Il prossimo test per i nuovi equilibri saranno le elezioni municipali, previste per il mese di maggio in tutto il Libano. Amal ha già confermato l’alleanza con Hezbollah; il resto è tutto un’incognita, considerato l’ampio sfollamento delle popolazioni del sud, le problematiche legate al processo di ricostruzione, che gli apparati governativi vorrebbero sottrarre ad Hezbollah (in passato dimostratosi efficientissimo da questo punto di vista) ed il clima di accerchiamento che ancora prevale nei confronti della formazione sciita.

In definitiva, è chiaro e dichiarato il passo indietro da parte di Hezbollah rispetto a prima del “diluvio di Al-Aqsa”, sia sul piano della presenza militare sul terreno che su quello dell’influenza politica.

Tuttavia, la messa in discussione nel medio termine del suo status di organizzazione di resistenza armata rimane irrealistica perché lo stato libanese non pare minimamente in grado né di reprimerlo, né, men che meno, di rilevarlo.

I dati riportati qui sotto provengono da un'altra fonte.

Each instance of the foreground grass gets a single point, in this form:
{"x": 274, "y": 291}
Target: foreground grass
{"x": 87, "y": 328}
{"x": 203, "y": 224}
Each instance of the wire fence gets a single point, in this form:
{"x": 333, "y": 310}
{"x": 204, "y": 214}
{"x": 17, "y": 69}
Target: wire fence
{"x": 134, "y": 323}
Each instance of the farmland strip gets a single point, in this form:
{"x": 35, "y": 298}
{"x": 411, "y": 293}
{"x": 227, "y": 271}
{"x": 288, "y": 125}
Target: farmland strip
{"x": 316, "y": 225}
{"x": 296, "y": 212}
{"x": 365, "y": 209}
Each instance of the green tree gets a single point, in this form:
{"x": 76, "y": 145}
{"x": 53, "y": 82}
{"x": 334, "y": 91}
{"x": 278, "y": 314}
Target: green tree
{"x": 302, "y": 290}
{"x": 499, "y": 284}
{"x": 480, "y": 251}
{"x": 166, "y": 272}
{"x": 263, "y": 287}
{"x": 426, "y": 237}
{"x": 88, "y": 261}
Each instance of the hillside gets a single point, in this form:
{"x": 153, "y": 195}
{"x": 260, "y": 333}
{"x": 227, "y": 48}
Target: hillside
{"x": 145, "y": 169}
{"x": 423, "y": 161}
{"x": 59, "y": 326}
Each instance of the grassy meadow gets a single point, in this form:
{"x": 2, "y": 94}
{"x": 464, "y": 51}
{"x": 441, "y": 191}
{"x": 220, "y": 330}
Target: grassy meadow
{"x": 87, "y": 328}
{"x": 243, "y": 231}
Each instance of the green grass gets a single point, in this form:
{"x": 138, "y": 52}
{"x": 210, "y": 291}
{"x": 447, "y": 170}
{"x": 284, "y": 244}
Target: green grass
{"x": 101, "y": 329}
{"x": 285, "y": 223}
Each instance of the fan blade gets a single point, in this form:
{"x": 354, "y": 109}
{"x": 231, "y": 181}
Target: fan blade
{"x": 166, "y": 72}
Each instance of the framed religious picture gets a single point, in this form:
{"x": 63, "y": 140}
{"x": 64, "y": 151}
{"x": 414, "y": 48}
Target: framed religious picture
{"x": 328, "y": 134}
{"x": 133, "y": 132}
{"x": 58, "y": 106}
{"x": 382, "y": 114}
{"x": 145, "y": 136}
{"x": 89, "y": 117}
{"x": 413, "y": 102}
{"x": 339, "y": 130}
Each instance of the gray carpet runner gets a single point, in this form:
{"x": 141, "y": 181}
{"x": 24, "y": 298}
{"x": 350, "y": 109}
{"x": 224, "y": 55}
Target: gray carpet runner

Anzi, gli atteggiamenti di quest’ultimo nei confronti delle popolazioni del sud e la sua incapacità di garantire la pace, costituiscono una grande fonte di legittimazione della Resistenza armata, il cui ruolo è eventualmente scalfibile solo mediante corposi interventi esterni di regime change.

D’altronde, le scene cui tutto il mondo ha assistito nel momento in cui è stata stipulata la tregua di novembre e durante i funerali di Nasrallah dimostrano che l’appoggio popolare nei confronti di Hezbollah è ancora molto forte.

Pertanto, i punti di debolezza di tutti gli attori del paese, potrebbero portare a stabilire un nuovo equilibrio non troppo distante da quello precedente.